Subsequent send-out laboratory results confirmed paternal HPA-1a positive platelets,
maternal HPA-1a negative platelets, and a maternal HPA-1a antibody, supporting the
diagnosis of NAIT. Due to the rise in his platelet count and resolution of clinical
symptoms, the mother and baby were discharged home on day 3 to be followed by hematology
and his pediatrician. Following discharge, the patient had no new symptoms or signs
of thrombocytopenia, and his platelet counts were 218K and 290K at 13 days and at
3 weeks of life, respectively.
Discussion
HPA-associated alloimmunization in first pregnancies is not uncommon.[6]

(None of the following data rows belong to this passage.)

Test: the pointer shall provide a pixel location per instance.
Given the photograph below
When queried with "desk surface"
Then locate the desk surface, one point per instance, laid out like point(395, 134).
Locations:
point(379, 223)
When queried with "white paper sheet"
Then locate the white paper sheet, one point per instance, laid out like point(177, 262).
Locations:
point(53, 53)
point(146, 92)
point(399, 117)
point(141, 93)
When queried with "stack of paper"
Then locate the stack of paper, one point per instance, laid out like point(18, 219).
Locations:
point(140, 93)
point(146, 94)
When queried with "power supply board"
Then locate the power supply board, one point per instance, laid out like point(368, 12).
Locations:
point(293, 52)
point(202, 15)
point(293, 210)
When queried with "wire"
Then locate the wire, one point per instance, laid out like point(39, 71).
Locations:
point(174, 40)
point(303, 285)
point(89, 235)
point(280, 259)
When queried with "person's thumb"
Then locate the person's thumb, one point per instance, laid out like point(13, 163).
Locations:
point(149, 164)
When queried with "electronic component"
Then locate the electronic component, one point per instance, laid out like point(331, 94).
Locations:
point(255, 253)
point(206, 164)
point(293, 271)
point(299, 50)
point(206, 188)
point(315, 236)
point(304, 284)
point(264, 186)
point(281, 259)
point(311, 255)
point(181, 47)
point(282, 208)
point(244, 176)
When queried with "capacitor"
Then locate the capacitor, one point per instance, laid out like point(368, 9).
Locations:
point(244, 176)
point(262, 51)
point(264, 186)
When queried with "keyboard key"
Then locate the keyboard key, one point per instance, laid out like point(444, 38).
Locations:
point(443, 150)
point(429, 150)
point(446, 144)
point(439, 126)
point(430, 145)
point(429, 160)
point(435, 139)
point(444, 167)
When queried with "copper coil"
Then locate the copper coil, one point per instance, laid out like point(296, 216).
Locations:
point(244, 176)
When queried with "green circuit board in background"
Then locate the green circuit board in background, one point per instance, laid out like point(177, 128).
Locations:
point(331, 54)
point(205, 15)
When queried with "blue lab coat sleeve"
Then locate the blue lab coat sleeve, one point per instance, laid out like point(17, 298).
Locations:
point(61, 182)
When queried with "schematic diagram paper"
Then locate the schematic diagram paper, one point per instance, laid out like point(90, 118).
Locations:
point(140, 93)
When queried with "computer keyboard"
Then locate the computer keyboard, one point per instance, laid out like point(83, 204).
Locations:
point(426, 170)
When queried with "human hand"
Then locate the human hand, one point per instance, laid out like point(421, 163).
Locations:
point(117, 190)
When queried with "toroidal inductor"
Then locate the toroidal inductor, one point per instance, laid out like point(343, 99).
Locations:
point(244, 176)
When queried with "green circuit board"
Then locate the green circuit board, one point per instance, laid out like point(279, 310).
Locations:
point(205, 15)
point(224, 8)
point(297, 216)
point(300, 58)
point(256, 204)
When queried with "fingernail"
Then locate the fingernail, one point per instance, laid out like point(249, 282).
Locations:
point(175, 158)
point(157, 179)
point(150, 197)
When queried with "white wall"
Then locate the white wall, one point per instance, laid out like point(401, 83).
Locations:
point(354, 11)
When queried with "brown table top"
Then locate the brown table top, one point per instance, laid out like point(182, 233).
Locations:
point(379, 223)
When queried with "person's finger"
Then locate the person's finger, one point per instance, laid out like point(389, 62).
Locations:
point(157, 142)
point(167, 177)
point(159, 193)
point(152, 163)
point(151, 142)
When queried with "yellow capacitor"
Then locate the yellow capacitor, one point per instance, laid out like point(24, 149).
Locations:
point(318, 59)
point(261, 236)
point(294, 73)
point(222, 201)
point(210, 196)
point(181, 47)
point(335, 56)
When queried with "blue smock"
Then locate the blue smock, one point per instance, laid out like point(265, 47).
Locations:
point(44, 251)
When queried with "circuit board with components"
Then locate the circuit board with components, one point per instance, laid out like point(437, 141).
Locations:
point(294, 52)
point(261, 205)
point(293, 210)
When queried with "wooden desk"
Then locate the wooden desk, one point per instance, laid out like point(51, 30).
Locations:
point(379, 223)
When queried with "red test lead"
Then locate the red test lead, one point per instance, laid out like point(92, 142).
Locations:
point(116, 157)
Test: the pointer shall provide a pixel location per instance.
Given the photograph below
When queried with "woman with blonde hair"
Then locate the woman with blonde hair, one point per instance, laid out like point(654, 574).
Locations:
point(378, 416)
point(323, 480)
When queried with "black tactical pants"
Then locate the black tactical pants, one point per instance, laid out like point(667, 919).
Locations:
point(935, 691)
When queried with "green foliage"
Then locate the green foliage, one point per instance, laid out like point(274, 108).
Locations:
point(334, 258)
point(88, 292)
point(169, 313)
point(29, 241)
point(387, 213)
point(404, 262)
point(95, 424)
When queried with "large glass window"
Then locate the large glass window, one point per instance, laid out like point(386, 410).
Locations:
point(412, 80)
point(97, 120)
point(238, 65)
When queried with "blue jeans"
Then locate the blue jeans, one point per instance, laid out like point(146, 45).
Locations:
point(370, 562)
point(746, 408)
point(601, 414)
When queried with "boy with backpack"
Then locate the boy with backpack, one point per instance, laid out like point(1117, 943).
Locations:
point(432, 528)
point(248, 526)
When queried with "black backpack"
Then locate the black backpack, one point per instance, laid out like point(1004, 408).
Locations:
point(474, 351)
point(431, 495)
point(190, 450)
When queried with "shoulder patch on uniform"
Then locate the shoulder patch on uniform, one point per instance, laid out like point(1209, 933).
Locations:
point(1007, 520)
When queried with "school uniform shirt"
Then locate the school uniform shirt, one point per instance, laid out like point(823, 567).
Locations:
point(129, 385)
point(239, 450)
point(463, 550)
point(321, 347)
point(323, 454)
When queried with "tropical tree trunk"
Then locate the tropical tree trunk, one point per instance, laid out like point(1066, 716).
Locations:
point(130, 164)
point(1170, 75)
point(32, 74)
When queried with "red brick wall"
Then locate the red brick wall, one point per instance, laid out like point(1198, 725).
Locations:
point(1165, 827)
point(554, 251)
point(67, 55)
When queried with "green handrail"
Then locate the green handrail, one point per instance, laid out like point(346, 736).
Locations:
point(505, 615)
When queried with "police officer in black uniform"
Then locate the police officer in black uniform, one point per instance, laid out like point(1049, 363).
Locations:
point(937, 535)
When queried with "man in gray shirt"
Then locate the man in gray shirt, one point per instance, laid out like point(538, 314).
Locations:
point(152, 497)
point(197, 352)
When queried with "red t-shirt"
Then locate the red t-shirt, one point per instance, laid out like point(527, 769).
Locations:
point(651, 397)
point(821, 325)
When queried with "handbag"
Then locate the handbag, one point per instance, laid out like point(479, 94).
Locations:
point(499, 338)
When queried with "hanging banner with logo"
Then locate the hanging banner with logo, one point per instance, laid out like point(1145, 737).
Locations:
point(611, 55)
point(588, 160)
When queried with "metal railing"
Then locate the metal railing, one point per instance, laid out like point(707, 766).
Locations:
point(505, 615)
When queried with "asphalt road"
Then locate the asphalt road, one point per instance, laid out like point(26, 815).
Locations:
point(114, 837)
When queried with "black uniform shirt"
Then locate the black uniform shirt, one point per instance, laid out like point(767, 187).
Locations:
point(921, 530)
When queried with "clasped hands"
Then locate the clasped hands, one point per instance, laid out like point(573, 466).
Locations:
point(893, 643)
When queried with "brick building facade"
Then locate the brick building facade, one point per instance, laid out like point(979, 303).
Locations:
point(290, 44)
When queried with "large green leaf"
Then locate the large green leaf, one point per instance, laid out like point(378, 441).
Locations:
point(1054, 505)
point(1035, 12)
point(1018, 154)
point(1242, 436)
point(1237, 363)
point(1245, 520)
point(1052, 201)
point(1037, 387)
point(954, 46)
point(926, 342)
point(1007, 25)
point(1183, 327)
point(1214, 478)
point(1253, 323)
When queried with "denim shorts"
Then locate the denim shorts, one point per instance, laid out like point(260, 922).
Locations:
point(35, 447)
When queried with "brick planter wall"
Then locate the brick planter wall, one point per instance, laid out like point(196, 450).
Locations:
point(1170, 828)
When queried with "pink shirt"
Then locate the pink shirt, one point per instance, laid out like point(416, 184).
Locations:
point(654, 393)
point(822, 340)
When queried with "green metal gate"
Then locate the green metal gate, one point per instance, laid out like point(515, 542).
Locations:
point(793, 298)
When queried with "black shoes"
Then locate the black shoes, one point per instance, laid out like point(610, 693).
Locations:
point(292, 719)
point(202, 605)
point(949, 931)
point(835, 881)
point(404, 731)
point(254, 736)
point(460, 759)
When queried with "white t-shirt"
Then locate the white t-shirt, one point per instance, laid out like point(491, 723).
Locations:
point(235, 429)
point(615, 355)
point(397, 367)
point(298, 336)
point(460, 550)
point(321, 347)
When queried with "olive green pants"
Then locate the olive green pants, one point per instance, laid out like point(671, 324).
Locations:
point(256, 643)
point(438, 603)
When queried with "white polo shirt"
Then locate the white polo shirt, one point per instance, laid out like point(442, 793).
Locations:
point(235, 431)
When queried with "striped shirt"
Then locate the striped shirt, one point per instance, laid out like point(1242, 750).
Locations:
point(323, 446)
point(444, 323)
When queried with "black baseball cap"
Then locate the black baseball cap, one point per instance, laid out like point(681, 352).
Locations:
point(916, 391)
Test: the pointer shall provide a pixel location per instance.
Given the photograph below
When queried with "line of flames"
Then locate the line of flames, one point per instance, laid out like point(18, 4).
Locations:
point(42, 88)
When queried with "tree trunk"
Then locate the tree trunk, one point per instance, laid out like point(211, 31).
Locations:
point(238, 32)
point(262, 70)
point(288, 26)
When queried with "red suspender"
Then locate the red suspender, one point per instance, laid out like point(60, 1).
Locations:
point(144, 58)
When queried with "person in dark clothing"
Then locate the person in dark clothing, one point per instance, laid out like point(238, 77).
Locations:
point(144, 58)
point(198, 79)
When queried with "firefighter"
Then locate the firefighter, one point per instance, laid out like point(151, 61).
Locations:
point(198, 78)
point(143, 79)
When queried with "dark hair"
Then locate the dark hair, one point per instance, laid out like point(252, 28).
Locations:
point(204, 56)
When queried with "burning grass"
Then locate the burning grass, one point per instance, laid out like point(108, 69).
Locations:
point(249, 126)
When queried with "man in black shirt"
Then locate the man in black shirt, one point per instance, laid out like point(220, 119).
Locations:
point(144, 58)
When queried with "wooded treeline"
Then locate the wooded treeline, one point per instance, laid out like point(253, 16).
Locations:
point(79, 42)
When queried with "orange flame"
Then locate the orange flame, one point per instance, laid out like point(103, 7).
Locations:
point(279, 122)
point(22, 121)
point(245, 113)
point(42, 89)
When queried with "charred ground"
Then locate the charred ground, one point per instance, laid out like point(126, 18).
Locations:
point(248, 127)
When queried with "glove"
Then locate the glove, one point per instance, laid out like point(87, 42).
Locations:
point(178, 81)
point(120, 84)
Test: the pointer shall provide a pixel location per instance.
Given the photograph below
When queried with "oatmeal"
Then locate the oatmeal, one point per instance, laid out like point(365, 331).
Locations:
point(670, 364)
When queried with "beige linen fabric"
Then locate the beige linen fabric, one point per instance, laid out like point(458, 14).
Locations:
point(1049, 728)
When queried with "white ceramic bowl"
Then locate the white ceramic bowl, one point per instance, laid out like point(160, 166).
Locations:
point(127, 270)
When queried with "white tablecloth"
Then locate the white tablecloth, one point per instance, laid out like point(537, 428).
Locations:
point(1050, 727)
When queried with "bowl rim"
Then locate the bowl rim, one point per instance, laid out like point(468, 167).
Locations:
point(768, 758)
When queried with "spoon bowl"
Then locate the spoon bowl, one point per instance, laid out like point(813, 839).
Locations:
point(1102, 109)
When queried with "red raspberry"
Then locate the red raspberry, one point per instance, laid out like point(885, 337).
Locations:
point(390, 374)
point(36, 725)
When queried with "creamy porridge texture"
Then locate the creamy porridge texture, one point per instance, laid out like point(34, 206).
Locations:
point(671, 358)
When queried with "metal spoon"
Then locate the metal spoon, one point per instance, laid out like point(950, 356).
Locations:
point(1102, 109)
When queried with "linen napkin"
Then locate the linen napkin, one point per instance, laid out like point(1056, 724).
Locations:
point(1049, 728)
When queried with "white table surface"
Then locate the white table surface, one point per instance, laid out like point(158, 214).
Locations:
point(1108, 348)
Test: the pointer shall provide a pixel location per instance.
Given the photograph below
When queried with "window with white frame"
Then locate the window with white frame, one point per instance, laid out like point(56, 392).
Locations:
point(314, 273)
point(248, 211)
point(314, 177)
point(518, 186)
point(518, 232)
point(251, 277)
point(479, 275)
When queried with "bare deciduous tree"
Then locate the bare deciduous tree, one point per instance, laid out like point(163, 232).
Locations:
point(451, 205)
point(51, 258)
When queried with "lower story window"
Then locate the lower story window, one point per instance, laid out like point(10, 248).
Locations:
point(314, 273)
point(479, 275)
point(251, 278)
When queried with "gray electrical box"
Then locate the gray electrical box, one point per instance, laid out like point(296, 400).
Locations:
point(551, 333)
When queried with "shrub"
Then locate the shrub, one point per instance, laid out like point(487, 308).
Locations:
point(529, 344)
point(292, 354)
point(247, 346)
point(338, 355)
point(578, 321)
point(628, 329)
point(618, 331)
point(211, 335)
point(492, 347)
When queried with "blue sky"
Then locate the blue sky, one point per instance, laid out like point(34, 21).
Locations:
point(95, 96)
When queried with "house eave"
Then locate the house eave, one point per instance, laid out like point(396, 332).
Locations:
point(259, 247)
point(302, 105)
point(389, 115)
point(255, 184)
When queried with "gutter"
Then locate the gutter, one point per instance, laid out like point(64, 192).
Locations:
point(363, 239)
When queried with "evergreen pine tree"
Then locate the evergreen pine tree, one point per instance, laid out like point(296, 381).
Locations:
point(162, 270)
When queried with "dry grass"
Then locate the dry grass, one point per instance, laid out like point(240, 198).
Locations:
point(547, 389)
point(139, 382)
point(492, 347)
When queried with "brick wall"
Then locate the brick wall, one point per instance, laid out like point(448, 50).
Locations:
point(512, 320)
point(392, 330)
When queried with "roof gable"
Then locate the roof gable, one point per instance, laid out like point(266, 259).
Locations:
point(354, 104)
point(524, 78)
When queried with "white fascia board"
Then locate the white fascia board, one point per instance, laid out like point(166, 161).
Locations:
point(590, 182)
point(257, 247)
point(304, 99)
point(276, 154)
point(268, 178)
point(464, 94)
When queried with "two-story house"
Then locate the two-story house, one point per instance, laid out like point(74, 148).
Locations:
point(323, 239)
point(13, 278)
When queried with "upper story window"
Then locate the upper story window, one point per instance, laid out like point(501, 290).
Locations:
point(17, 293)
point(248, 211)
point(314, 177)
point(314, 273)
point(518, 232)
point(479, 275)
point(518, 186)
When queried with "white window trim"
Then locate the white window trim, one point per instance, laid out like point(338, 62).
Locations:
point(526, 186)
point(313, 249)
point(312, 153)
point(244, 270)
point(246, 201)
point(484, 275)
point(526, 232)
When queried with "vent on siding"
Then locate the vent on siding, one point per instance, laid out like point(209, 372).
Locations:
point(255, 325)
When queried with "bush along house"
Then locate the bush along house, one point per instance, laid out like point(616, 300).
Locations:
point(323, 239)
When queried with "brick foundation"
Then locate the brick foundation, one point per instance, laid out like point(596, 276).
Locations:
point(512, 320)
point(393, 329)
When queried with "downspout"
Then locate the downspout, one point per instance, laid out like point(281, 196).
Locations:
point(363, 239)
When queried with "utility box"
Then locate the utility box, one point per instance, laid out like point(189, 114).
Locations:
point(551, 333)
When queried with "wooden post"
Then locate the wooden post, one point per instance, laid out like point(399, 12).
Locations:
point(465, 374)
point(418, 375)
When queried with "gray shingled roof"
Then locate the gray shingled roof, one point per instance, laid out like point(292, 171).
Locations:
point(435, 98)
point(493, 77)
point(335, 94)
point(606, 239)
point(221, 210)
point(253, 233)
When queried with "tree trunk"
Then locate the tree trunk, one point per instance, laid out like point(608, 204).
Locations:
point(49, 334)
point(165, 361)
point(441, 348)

[7] One study showed 63% of severe FNAIT cases occurred in first-time pregnancies, with
worsening outcomes when clinical features of FNAIT appeared at an earlier gestational
age.[6] The mechanism of alloimmunization is not well understood; however, HPA-1a antigens
are also expressed on placental trophoblast cells, a possible source of alloimmunization.[8]
The CHI in this placenta is mild and similar to prior reports of CHI in the placenta
of FNAIT cases.[3] Interestingly, CHI has also been loosely associated with maternal hypertensive disorders,[9] and preeclampsia has been reported complicating FNAIT, raising the question about
preeclampsia as a symptom of FNAIT in this case, rather than an independent disease.[10]
The extravillous trophoblast (EVT) plays a critical role in maternal vascular remodeling
and regulation of placental blood flow. EVT dysfunction is thought to be the primary
cause of preeclampsia. Inappropriate EVT function leads to reduced blood flow and
placental hypoxia, leading to a hypoxia-induced inflammatory response and the clinical
features of preeclampsia. HPA-1a antigens are also expressed on EVT cells. It is interesting
to consider that the development of maternal HPA-1a antibodies during this pregnancy
may have led to an alloimmune response against EVT cells, leading to dysregulated
placental blood flow and the development of late-onset preeclampsia.[11]
Conclusion
This case is unique as it highlights a relationship between maternal alloimmunity
and placental dysfunction and provides further support for a potential causal relationship
between failed maternal immune tolerance and the development of preeclampsia.